Author Topic: 32-character-width screen mode  (Read 5942 times)

0 Members and 1 Guest are viewing this topic.

Offline cpcitor

  • The user previously known as FindYWay
  • CPC6128
  • ****
  • Posts: 235
  • Country: fr
  • My heart still runs on traditional CPC.
    • My code for the CPC.
  • Liked: 111
Re: Beware of slow instructions
« Reply #25 on: 12:09, 31 October 13 »
NOP 1.0us
SET 3,D 2.0us
LD A,D : ADD A,8: LD D,A 4.0us 

Woops, my mistake. I should have double checked the chart. :-[ You're totally right.  :)

Thanks Bruce for this test and the program! It can be used as a basis for more performance computation (see Using emulator for performance measurement and profiling ?).

Tied to Y MOD 8 = 0 ?

So, using SET and RES speeds up the "next_scr_line" part of the routine.
You mentioned it also forces to store sprite data in a different order (which is actually Gray code order).

Doesn't the SET/RES version also tie Y to positions equal to 0 modulo 8 ?
Had a CPC since 1985, currently software dev professional, including embedded systems.

I made the first CPC cross-dev environment that auto-installs C compiler and tools: cpc-dev-tool-chain: a portable toolchain for C/ASM development targetting CPC.

Offline Axelay

  • 6128 Plus
  • ******
  • Posts: 533
  • Country: au
  • Liked: 334
Re: Beware of slow instructions
« Reply #26 on: 12:58, 31 October 13 »


Doesn't the SET/RES version also tie Y to positions equal to 0 modulo 8 ?


If you set up your sprite data for a character aligned Y co-ord yes, but you can also gain a speed benefit with sprites aligned to 2 or 4 pixel lines rather than the full 8 lines of a character.  Just a matter of choosing the right balance for your game.

Offline redbox

  • Supporter
  • 6128 Plus
  • *
  • Posts: 1.751
  • Country: gb
    • redbox
  • Liked: 326
Re: Beware of slow instructions
« Reply #27 on: 13:13, 31 October 13 »
NOP 1.0us
SET 3,D 2.0us
LD A,D : ADD A,8: LD D,A 4.0us 

So what unit does the WinApe debugger use?  I get 5 for SET and 7 for LD A etc.

If you set up your sprite data for a character aligned Y co-ord yes, but you can also gain a speed benefit with sprites aligned to 2 or 4 pixel lines rather than the full 8 lines of a character.  Just a matter of choosing the right balance for your game.

I agree.  In a non-scrolling game, for tiles I use SET, RES etc as they are always on a boundary.  For sprites I use a combination of SET and a Next Line routine because they are always bound to a multiple of 2 (moving 2 pixels at a time makes much more sense on a CPC).

Offline Bruce Abbott

  • CPC664
  • ***
  • Posts: 53
  • Country: nz
  • Liked: 84
Re: Beware of slow instructions
« Reply #28 on: 21:19, 31 October 13 »
So what unit does the WinApe debugger use?
I can't find any documentation for WinAPE's 'T' value, but in practice it is equal to the execution time in microseconds.
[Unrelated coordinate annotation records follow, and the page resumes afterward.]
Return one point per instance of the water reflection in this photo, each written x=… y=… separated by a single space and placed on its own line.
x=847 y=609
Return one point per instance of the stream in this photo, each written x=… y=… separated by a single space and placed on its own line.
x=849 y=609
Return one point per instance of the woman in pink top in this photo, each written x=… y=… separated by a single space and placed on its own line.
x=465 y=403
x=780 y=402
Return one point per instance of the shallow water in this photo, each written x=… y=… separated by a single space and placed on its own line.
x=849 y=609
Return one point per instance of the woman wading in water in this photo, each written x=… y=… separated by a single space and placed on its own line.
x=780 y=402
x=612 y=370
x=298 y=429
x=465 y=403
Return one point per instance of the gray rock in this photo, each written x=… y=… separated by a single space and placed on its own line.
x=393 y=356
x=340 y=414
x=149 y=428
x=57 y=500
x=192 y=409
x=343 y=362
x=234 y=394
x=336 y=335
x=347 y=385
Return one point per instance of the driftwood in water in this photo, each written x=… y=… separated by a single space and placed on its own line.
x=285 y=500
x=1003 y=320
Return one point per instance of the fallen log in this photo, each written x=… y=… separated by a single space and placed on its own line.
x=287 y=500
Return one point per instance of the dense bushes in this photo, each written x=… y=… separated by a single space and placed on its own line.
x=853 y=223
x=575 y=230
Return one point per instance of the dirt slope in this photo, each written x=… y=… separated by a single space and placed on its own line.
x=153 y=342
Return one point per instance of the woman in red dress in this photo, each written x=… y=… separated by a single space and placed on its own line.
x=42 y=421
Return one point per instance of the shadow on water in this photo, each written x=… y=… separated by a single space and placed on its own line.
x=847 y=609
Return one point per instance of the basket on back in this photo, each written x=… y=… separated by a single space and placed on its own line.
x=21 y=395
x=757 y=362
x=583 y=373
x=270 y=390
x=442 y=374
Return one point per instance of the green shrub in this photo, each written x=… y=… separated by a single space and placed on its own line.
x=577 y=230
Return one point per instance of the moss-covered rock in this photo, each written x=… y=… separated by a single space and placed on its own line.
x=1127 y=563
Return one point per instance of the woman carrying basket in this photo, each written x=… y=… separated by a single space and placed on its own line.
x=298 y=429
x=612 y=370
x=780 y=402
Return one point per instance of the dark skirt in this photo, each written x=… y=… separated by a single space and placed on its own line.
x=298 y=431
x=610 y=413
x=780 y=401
I suspect it gets this number by counting the number of M cycles per instruction. On the CPC, all M cycles take 1us (4 T states) as any that would normally take less are 'stretched' by adding wait states.
 
Quote
I get 5 for SET and 7 for LD A etc.
SET b,r uses 8 T states and 2 M cycles, which takes 2us on a 4MHz Z80.
Each LD r,r uses 1 M cycle, and ADD A,n uses 2 M cycles. Therefore the instruction sequence LD A,d:ADD A,8:LD A,d uses 4 M cycles.
           

Offline TFM

  • Visit the mysteries of the CPC at www.futureos.de
  • Supporter
  • 6128 Plus
  • *
  • Posts: 9.899
  • Country: aq
  • Space Chicken for FutureOS is free!
    • index.php?action=treasury
    • FutureOS - The revolution on CPC!
  • Liked: 1972
Re: 32-character-width screen mode
« Reply #29 on: 23:10, 31 October 13 »
SET and RES in sprite code is very, _VERY_ limited. It works well, as long as you move your sprite _ONLY_ in X, but as soon as you need to move it up and down it will not work any longer.

TFM of FutureSoft
Also visit the CPC and Plus users favorite OS: FutureOS - The Revolution on CPC6128 and 6128Plus

Offline redbox

  • Supporter
  • 6128 Plus
  • *
  • Posts: 1.751
  • Country: gb
    • redbox
  • Liked: 326
Re: 32-character-width screen mode
« Reply #30 on: 01:04, 01 November 13 »
It works well, as long as you move your sprite _ONLY_ in X, but as soon as you need to move it up and down it will not work any longer.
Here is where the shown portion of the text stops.